Among major non-manufacturers however, there was an improvement in confidence about the world's third largest economy, offering glimmers of hope.
Among large non-manufacturers meanwhile, confidence improved to plus nine from plus two in the previous quarter, the sixth consecutive improvement.
The short-term business sentiment survey reports the difference between the percentage of firms that are upbeat and those that see conditions as unfavourable.
A positive figure means more companies see business conditions as favourable than those that consider them unfavourable. It is considered to be the broadest indicator of how Japan Inc. is faring.

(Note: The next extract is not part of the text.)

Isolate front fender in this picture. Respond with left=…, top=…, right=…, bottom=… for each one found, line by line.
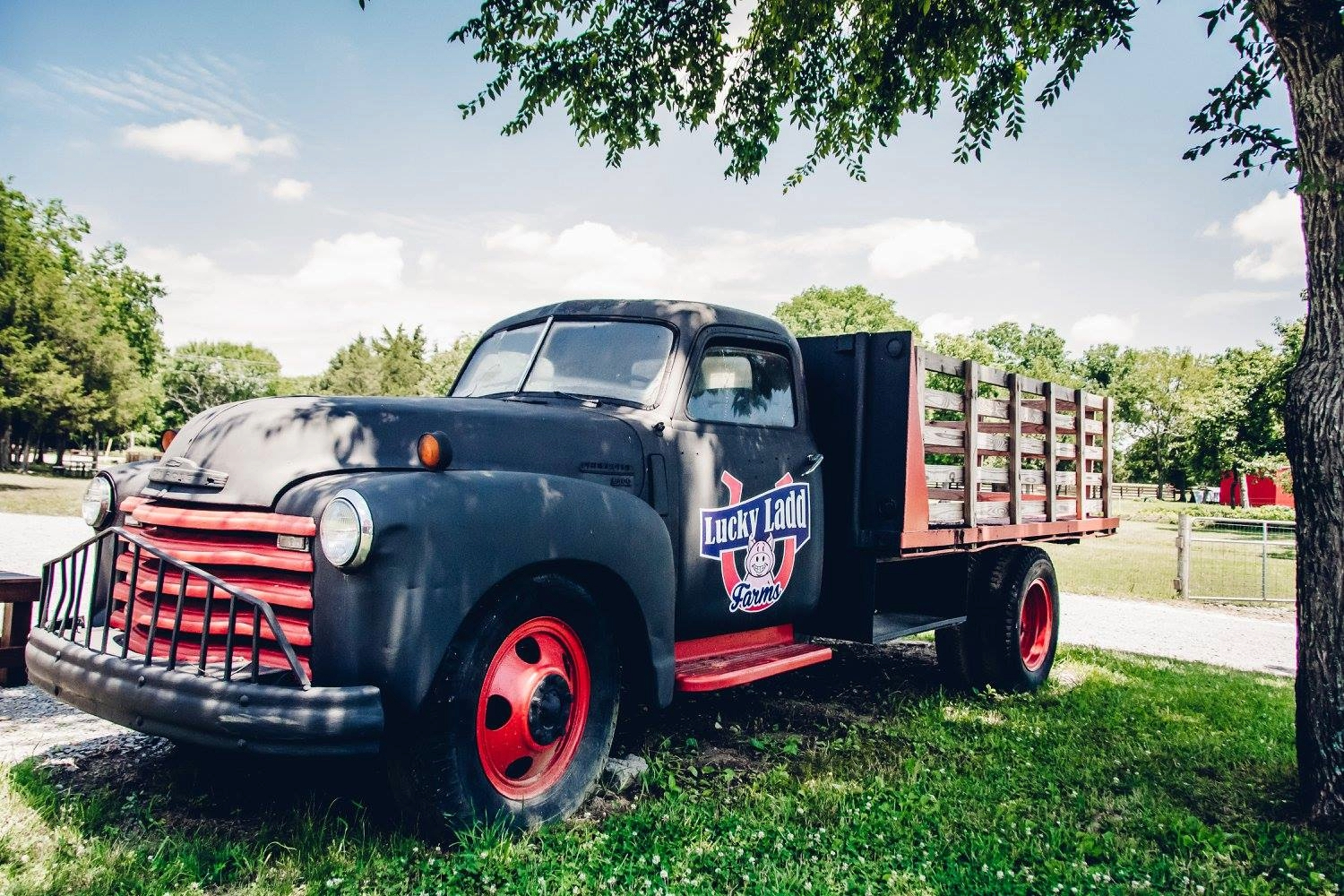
left=276, top=470, right=675, bottom=713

The latest reading comes with concerns over the Omicron variant of the coronavirus.
For medium-sized manufacturing firms, confidence was unchanged at plus six, while sentiment for small companies improved to minus one from minus three.
Emergency virus measures that largely affected bars and restaurants as well as limiting large events were in place in parts of the country for much of the year, but were lifted finally in October.
To address concerns over the Omicron variant, Japan earlier this month abruptly asked airlines to stop taking all new incoming flight reservations for a month, but later softened the blanket ban to make it easier for citizens to return.
Its vaccination programme, which began later than in many developed countries and started slowly, has picked up speed however, with around 78 percent of the population now fully inoculated.
And the government this month started administering the third dose of vaccine, initially targeting health workers.
The government has also pledged large stimulus measures in a bid to support economic recovery and those hit by the pandemic downturn.